There are exceptions to the "buy only new" ruling - (thinks...) if you are residing in the country, I "think" you can buy second-hand, but would have to sell upon leaving. I think you are allowed to buy to live in while here.

Vague recollections of some other possibilities - but check out for yourself - www.firb.gov.au (Foreign Investment Review Board) - to get all of the good oil.

Regards,
 
Hey Graham,

What you need to a joint venture (JV). I'll provide the Oz citizenship and the opportunity to buy existing property, and you provide the finance (hehehe).

Seriously though, there are peole providing jv's- especially wrappers. I don't know if that would interest you though.
 
Thanks guys

Its a bugger. Yeah I thought so! I'm going to get a sponsership Visa in October for 4 years and this will hopefully help for the short term. You never know the rulings might change over this time period.

Thanks for your help.
Graham
 
Hi,
Have you thought of a lease option? You may be able to control the property for reasonable amount. But i would imagine that you would at some need to either purchase the property or sell it.

Regards Tony.
 
Overseas investor

Graham

I am (was) a pom myself (the cricket made me change nationality....).

Something else to look out for is mortgage insurance. When you have got FIRB approval to buy somewhere, you are likely to need a 20% deposit. This may or may not be an issue depending on (amongst other things) where you are - if you're in Sydney then it can be a large concern!

The 20% deposit necessity isn't directly because of any requirements of the lending institutions (who were, in our case, happy to go to 95%).
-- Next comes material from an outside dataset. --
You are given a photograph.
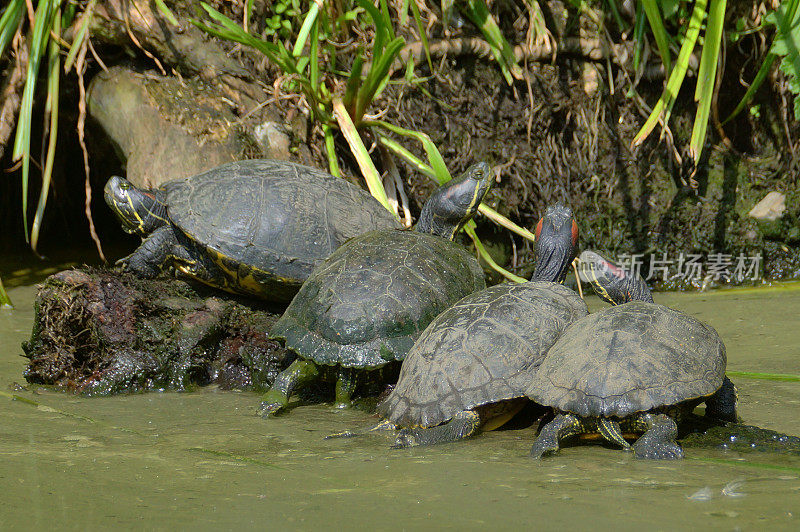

Rather, once you go over 80%, in most cases the banks require Lender's Mortgage Insurance. And it's the providers of LMI (and I think there are only a handful) who won't insure you if you do not have residency - they perceive you as a 'flight risk'. Which is frustrating, but fair enough, I suppose, if you look at it from their point of view.

As for the mechanics of buying without residency, as already noted, FIRB is the place to go for info.

Note, however, that if you're buying a new apartment or OTP, many developers already have FIRB approval, which makes things a lot easier. I recall the limits are that only 50% of any new/OTP development can go to non-residents, so just because a property is new doesn't necessarily mean you can have it - the developer may have reached the 50% limit, or may not even have sought FIRB approval.

For property which isn't new, I think you need to apply directly to FIRB (which I've previously done and got permission, but it's a bit of a hassle). Also, the usual condition is that you must sell within a reasonable time when (or if) you leave the country - of course, the risk is that when you do leave, that mightn't be the best time to sell, and you become a "desperate vendor - owner moving overseas".

On the other hand, if you subsequently get residency, I believe the condition falls away and you can do what you wish.

I understand the policy behind the rules is to ensure that ownership of excessive amoutns of Aussie real estate doesn't fall into overseas hands, but that building isn't unnecesarily stifled (hence the easier permission for new residences). Once someone's lived in a residence, it isn't new any more, even if it's only 2 months old, and the usual 'non new' FIRB rules apply. So I wouldn't hold your breath for any rule changes in the short term.

All this happened a couple of years ago, so don't take my word for anything, and be sure to check with FIRB that everything's not changed. Hope this helps!